The IEA, in its monthly oil market report, reiterated the impact of China's slowdown, with the US and particularly its service sector driving demand growth.
It highlighted preliminary data for July showing China's crude oil imports fell to their lowest since September 2022.
A current supply deficit, typical for the northern hemisphere summer, is set to evaporate in Q4 2024, according to the IEA's projections.
"In June, Chinese oil demand contracted for a third consecutive month, driven by a slump in industrial inputs... By contrast, demand in advanced economies, especially for US gasoline, has shown signs of strength in recent months. The US economy, where one third of global gasoline is consumed, has outperformed peers, with a resilient service sector buttressing miles driven," the IEA said.
On the implications for oil producers, it said, "Despite the marked slowdown in Chinese oil demand growth, OPEC+ has yet to call time on its plan to gradually unwind voluntary production cuts starting in the fourth quarter [of 2024]... Our current balances suggest that even if those cuts remain in place, global inventories could build by an average [of] 920,000 b/d next year as non-OPEC+ supply increases of around 1.5 million b/d in 2024 and again in 2025 more than cover expected demand growth."
The IEA trimmed its estimate of the "call" or demand for OPEC+ crude by 100,000 b/d for both 2024 and 2025, to 41.6 million b/d and 41 million b/d, respectively.
On oil inventories, the IEA said global "observed" inventories had fallen by 26.2 million barrels in June, following four consecutive months of increases. Oil inventories "on water" in tankers declined for a third consecutive month, by 24.2 million barrels, it said.
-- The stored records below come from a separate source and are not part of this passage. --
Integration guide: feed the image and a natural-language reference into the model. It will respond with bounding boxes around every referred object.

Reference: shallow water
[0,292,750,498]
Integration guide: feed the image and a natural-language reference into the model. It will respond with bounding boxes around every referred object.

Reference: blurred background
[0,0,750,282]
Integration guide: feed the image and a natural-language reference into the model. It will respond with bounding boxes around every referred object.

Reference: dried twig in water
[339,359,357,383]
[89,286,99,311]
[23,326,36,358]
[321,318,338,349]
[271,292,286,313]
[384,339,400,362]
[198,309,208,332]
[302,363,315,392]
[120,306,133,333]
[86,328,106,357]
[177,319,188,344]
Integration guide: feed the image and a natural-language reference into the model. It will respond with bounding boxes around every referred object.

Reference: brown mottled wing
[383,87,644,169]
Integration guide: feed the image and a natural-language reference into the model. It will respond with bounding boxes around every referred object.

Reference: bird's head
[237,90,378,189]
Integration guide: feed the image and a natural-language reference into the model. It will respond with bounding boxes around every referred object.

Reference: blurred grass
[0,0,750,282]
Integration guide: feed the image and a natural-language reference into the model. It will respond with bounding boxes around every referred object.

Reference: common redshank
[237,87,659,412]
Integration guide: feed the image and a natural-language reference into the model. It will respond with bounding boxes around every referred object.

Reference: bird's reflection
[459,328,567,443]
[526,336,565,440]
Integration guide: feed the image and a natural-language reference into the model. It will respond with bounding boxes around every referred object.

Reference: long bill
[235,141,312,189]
On the supply side, the report included a reduction in estimated non-OPEC oil supply growth in 2024 to 900,000 b/d from 1.1 million b/d in the previous version, likely reflecting the complexity of Kazakhstan's Chevron-led Tengiz field expansion underway this year as well as North Sea maintenance.
In terms of supply outside the OPEC+ group, the report increased the growth estimate for 2025 to 1.6 million b/d from 1.5 million b/d.
"The Americas quartet of the United States, Guyana, Canada and Brazil account for three-quarters, or roughly 1.1 million b/d, of non-OPEC+ supply gains in each of the two years 2024 and 2025," it said.
The IEA's downbeat views on oil demand growth followed a more bearish turn in OPEC's own monthly oil market report, published Aug. 12.
OPEC, in its report, said the "call" on the OPEC+ alliance's crude would be 43.0 million b/d in 2024 and 43.6 million b/d in 2025, down 100,000 b/d and 300,000 b/d, respectively, for the two years compared with its previous estimate. It now estimates global demand growth at 2.1 million b/d in 2024 and 1.8 million b/d in 2025.
Analysts at S&P Global Commodity Insights forecast global oil demand to grow by 1.6 million b/d in 2024 and 1.3 million b/d in 2025.